Wednesday, June 28, 2006

 

Report from Santa Barbara Writers Conference

I travelled up here to Santa Barbara with two main objectives: to test fly my book concept with agents and to expose my first chapter to practiced writers for critique. I've gotten good news and bad.

The first agent I spoke with, a man who deals equally with book and movie projects, was immediately hooked with the storyline. "That's perfect for HBO or Showtime, with a special cast," he responded, with wide smile and bright eyes. "Do you write scripts as well?" he asked. When told the project would need a scriptwriter, he shrugged that off: no problem. "When can you get the completed book manuscript to me?" he followed up. GULP. Next spring, I ventured. OK, he said, "I'll be waiting for it."

The agent's response was exactly what I wanted to hear. I'd put him on my short-list because of his experience with film as well as books, and I was curious if he would himself suggest the story is ripe for a feature film or TV production.

The other agents I spoke with, either in one-to-one conversation or in a workshop wanted to hear or read a sample of my writing. "Dense," was the universal judgment of the chapter from the middle of the book. By that, I deduced they meant too academic, too burdened down with the details I've uncovered which slow down the pace of the story. "Extraordinary!" "Can't wait to read it!" These were the reactions to my Prologue, which uses detail to tease interest in the characters and circumstances of the story.

My challenge is reconfirmed: I have a great story to work with, but hobbled by limited first-person accounts. It's a difficult story to write because of the huge gaps in documented information. The temptation to invent scenes, flesh out characters from informed imagination is strong.

Yet, coming from my training long ago as a historian, I really yearn to share every detail arduously dug out of reluctant archives.

So, my dilemma continues...

Tuesday, June 06, 2006

 

The Continum of Written History

There are a number of different genres within the broad field of written history: academic history, popular history, historical fiction, family history, memoirs and perhaps others. I am beginning to see the virtue of dialogue among practitioners of these very different approaches to history: we have a lot to learn from each other.

Just yesterday, I was intrigued to learn about the North American Historical Novel Society, which held its first conference in April 2005 in Salt Lake City. The kick-off speaker on opening night was Jack Whyte, who admonished the assembled writers, “Just tell a story, Forget trying to write classic literature. Keep it simple.”

The Society's second conference, by the way, is scheduled for early June 2007 in Albany, NY.

Whyte's advice brings back to mind several conversations I had about six months ago with two friends with long experience in the book publishing business. Both knew about the three years of research I've done and the general theme of the story. And both told me, "Stop focussing on research. Write!" And they both followed up with advice: emphsize character and action; historical detail is less important.

I found that advice very unsettling. It did, however, come at a crucial stage, just as I myself was beginning to write the first draft of a book proposal and to undertake a search for a literary agent. Over intervening months, I've struggled with issues of "how" to write history.

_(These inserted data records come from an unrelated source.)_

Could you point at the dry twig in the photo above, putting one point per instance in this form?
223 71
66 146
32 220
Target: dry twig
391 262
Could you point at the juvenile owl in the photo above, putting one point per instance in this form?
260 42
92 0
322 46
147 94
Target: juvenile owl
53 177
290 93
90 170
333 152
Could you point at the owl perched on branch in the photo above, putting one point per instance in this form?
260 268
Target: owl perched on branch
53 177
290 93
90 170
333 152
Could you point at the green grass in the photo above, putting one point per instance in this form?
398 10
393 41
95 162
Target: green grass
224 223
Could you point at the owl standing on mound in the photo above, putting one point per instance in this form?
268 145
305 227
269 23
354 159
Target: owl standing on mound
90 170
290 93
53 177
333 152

Google led me to a few websites that mention the difference between academic history and popular history. My meanderings through bookstore shelves have put into my hands quite a number of books about seafaring expeditions, naval battles, shipwrecks, even medical history that fall into the same kind of territory I'm beginning to write about. Many of those books are clearly of the "popular" variety. I do not find them satisfying.

Nor do I find much of academic histories very engaging either.

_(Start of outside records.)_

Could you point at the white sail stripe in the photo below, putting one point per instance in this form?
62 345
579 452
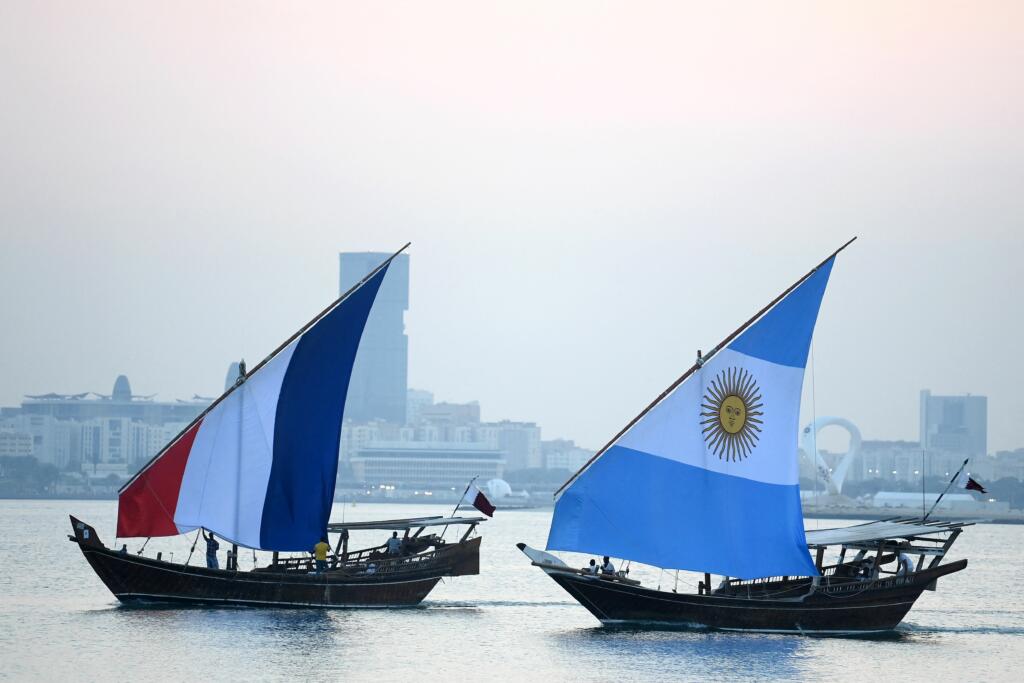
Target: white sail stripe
221 486
673 428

I'm beginning to understand that I wish to occupy that space somewhere between the "popular" and the "academic." Nathaniel Philbrick, whom I've mentioned in an earlier post, is this kind of historian. Rigorous in research, faithful in his retelling of events, accurate in his quotations, yet very well written -- a genuinely good read. That's what I hope to accomplish.

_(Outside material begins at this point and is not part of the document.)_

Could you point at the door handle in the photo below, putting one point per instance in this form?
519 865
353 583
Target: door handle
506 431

One would think, with my lifetime of writing, teaching and fascination with cultural history, that I would not be fidgeting so much about the writing process I'm engaged in. At the core of my problem is inadequate documentation: while the timeline of my story is quite well documented in archives in Spain, the Canary Islands, the Caribbean countries, Mexico, the Philippines and even Macao, almost nothing is known about the characters themselves. While there are plenty of officials letters describing the highlights of events, there is no true first-hand account from any of the participants or their contemporaries. And, in many ways, the story becomes very repetitious and boring after awhile.

All of these deficiences in the record encourage one to "fill in the blanks" with invented description and dialogue, with characterizations drawn out of thin air. I'm not satisfied with that.

Consequently, my research has reached far beyond the story itself, searching out corollary information. For example, when my main character is caught in a frightening and destructive typhoon at sea, I've turned to a description of such a storm by a contemporary in the same waters. It took months and lots of patience to find that description. I've been writing up that section of the story over the past few days, finally with enough detail and drama to satisfy the demanding historian in me. Altogether, it amounts to little more than a page of single-space text. Whew! So much work, so few words to show for it!